The Cloudflare DNS Outage: A Config Change That Took Down Millions of Sites

One day in 2025, millions of websites went offline for roughly an hour. No ransomware. No DDoS. No nation-state threat actor. A configuration change in Cloudflare's infrastructure propagated globally, took down their DNS resolver (1.1.1.1), and your site's uptime depended on a change you had zero visibility into.

That's the cloudflare dns outage story — and the real lesson isn't about Cloudflare. It's about how developers build systems that depend on a single vendor for everything.

What actually happened

Cloudflare pushed a routing configuration change — related to BGP (Border Gateway Protocol), the system that governs how traffic is directed between networks — that didn't behave as expected.

BGP misconfigurations are notoriously hard to catch before they go live. A rule propagates globally in minutes. By the time you realize something is wrong, every anycast DNS node is already affected. Recovery isn't flipping a switch — it's rolling back a change that's already spread across hundreds of points of presence worldwide.

The result: 1.1.1.1, Cloudflare's DNS resolver, became unreachable for a significant portion of users. Requests that should have resolved a domain to an IP address just... didn't. Sites that relied entirely on Cloudflare's infrastructure — DNS, CDN, WAF, all of it — went dark simultaneously.

Recovery took roughly 60-90 minutes. For most sites, that's between $1,000 and $50,000 in lost revenue, depending on scale. For a solo developer whose side project just happened to be featured on Hacker News that day, it's a different kind of painful.

Why this hits differently than a hack

When a hacker takes you down, you have a clear adversary. You know what happened. There's a response playbook: isolate, assess, patch, communicate.

When your vendor's own engineer causes the outage, none of your defenses matter. Your WAF didn't fail. Your security posture didn't fail. Your DDoS protection was fine. A completely internal change at a third party company took you offline and you had no warning, no control, and no recourse except waiting.

This is the operational risk category that developers rarely model. We spend a lot of time thinking about what an attacker might do to our systems.

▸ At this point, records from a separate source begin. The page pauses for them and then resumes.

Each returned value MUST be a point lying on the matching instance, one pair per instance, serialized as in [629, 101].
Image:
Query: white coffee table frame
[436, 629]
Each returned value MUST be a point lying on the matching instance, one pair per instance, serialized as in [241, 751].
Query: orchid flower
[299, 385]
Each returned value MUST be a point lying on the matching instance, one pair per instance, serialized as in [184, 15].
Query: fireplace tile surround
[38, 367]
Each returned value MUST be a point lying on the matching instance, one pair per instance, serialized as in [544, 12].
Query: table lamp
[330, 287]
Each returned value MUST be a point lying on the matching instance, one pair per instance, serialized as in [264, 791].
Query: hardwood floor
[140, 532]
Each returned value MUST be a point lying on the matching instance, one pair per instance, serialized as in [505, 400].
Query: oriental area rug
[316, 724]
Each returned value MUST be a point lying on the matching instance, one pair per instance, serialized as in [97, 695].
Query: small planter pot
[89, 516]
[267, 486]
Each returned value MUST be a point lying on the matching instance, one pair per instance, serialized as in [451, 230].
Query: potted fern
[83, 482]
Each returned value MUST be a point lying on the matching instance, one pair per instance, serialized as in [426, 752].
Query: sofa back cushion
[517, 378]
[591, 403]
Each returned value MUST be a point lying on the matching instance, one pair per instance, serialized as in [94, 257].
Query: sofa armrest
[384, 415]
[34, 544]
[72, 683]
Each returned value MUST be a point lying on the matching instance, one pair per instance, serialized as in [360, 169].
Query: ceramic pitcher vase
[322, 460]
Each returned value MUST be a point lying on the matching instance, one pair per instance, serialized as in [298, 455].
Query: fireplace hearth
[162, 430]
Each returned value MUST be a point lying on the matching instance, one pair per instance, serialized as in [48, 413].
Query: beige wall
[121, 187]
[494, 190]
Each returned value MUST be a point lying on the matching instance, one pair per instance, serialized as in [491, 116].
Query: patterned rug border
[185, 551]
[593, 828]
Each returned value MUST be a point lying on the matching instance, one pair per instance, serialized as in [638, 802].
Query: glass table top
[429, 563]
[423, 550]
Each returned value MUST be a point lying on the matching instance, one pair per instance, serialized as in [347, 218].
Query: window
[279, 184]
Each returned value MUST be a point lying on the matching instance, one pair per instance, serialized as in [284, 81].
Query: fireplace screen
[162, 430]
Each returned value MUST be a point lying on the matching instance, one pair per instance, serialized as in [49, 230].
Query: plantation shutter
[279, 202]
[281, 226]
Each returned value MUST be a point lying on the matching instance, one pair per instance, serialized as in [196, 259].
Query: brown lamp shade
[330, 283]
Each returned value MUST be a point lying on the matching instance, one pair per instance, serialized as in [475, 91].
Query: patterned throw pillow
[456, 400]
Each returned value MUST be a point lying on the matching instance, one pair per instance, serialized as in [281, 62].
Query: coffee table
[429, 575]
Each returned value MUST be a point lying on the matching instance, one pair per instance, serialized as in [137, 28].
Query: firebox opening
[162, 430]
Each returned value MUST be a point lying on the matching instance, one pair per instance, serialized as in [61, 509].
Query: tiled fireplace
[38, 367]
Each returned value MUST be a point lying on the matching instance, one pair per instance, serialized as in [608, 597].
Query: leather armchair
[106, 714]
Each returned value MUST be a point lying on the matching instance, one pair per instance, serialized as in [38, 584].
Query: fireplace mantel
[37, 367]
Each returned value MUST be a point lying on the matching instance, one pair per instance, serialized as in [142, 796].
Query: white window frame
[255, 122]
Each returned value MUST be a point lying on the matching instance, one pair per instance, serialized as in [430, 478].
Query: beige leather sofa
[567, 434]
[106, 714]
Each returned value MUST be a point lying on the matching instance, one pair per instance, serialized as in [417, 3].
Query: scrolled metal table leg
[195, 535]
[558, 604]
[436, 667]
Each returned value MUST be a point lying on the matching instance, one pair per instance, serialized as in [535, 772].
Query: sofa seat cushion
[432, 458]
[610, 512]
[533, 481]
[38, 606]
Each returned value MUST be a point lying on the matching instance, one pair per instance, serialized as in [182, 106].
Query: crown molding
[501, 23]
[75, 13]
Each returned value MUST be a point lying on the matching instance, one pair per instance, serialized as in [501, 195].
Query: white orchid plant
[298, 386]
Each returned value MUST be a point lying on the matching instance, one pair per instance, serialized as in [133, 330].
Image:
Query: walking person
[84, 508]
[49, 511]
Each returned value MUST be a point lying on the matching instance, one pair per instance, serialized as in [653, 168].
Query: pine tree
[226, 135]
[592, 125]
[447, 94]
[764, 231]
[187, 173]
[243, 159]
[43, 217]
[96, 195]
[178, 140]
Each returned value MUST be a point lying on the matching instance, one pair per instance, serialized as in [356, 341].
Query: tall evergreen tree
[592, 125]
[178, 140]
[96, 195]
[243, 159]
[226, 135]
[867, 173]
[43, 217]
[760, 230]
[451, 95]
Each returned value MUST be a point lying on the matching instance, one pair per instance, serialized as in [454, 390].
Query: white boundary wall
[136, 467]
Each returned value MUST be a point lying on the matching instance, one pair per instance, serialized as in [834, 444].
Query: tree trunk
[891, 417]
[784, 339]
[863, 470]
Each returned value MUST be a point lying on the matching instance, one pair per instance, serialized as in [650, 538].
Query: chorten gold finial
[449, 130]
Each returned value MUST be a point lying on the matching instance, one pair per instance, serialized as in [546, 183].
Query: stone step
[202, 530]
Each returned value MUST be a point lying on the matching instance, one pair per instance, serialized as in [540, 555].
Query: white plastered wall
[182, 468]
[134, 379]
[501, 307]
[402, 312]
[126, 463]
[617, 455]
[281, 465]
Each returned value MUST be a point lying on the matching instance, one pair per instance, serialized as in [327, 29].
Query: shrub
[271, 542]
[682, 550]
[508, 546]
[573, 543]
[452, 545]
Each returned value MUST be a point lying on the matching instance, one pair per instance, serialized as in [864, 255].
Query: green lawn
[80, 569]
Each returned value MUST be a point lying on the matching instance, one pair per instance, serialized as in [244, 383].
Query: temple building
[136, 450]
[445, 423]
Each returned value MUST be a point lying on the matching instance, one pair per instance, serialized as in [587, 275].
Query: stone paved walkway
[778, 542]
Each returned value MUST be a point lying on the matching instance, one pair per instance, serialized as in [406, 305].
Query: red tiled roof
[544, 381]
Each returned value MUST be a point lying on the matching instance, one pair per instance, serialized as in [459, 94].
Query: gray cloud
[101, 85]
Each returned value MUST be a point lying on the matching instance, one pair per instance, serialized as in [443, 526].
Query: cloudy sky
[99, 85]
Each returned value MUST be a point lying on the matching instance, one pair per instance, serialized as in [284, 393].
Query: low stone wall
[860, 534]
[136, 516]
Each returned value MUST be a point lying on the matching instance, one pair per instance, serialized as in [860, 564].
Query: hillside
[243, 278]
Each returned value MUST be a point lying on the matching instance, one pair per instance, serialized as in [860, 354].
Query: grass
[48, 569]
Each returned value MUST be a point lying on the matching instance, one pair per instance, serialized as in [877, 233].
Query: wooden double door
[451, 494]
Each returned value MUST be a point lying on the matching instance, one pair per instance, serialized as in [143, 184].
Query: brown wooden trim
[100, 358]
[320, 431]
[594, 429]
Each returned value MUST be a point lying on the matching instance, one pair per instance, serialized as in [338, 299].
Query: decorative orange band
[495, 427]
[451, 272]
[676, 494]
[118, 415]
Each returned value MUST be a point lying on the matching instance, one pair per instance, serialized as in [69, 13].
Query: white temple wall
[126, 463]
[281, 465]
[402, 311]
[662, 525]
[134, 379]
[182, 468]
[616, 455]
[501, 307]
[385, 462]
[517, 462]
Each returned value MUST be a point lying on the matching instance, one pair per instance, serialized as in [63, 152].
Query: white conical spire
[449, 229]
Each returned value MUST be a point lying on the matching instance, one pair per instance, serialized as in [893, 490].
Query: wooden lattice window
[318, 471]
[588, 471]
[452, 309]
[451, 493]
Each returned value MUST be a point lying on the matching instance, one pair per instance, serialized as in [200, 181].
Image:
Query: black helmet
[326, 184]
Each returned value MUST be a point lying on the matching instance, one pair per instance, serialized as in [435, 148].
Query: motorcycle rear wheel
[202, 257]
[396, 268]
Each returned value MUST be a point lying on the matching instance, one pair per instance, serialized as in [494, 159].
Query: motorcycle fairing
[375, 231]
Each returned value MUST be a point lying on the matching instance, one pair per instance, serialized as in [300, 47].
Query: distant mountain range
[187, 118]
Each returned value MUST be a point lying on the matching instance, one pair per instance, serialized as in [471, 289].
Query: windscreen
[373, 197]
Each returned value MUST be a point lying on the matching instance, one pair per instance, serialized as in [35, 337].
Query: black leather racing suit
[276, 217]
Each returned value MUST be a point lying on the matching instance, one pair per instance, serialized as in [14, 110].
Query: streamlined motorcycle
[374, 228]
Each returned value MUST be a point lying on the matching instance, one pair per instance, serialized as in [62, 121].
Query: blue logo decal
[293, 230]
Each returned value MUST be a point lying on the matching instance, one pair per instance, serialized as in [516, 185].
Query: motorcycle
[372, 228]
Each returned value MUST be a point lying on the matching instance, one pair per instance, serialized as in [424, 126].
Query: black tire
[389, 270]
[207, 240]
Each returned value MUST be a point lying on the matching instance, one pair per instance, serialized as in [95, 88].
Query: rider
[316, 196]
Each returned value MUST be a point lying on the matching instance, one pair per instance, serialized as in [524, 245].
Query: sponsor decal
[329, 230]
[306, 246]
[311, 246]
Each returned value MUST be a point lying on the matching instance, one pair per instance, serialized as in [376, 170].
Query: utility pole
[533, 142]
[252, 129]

We spend almost no time thinking about what our vendors might accidentally do to our systems.

The threat model is different, but the impact is identical.

The single-vendor trap

Cloudflare's appeal is obvious. You point your nameservers there, enable the proxy, turn on the WAF, add DDoS protection, configure caching rules — and suddenly your $7/month VPS is hiding behind enterprise infrastructure. The integration is seamless, the docs are excellent, and the free tier is genuinely generous.

The trap is that you've now routed your domain, DNS resolution, CDN layer, DDoS protection, and firewall through a single vendor. One blast radius. When Cloudflare has an outage, everything goes down simultaneously — not as separate failures you might be able to route around, but as a single correlated event.

Many developers don't even realize how deep this dependency goes until something breaks.

DNS resilience: what your options actually are

You don't have to abandon Cloudflare. You do have to stop treating any single vendor as a hard dependency.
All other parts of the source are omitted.